Because this is a parallel circuit, all of the branch currents In should add up to get the total current, I. There are 12 identical branches, each carrying 0.10 A; therefore the total current is 0.10 × 12 = 1.2 A. It checks out.

Problem 3

Suppose three resistors are in parallel across a battery that supplies E = 12 V. The resistances are R1 = 22 Ω, R2 = 47 Ω, and R3 = 68 Ω. These resistances carry currents I1, I2, and I3, respectively. What is the current, I3, through R3?

This problem is solved by means of Ohm’s Law as if R3 is the only resistance in the circuit. There’s no need to worry about the parallel combination. The other branches do not affect I3. Thus I3 = E/R3 = 12/68 = 0.18 A.

Problem 4

What is the total current drawn by the circuit described in Problem 3?
There are two ways to go at this. One method involves finding the total resistance, R, of R1, R2, and R3 in parallel, and then calculating I based on R. Another way is to find the currents through R1, R2, and R3 individually, and then add them up.

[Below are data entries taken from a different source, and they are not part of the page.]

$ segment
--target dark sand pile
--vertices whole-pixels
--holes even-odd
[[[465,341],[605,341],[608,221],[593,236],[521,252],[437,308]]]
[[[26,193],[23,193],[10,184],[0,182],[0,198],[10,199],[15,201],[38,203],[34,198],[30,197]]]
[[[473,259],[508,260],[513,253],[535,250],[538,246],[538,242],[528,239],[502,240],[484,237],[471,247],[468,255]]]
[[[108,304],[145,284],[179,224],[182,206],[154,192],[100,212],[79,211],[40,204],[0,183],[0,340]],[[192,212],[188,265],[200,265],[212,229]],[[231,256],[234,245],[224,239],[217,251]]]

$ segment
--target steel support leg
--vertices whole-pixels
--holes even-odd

Using the first method, first change the resistances Rn into conductances Gn. This gives G1 = 1/R1 = 1/22 = 0.04545 S, G2 = 1/R2 = 1/47 = 0.02128 S, and G3 = 1/R3 = 1/68 = 0.01471 S. Adding these gives G = 0.08144 S. The resistance is therefore R = 1/G = 1/0.08144 = 12.279 Ω. Use Ohm’s Law to find I = E/R = 12/12.279 = 0.98 A. Note that extra digits are used throughout the calculation, rounding off only at the end.

Now let’s try the other method. Find I1 = E/R1 = 12/22 = 0.5455 A, I2 = E/R2 = 12/47 = 0.2553 A, and I3 = E/R3 = 12/68 = 0.1765 A. Adding these gives I = I1 + I2 + I3 = 0.5455 + 0.2553 + 0.1765 = 0.9773 A, which rounds off to 0.98 A.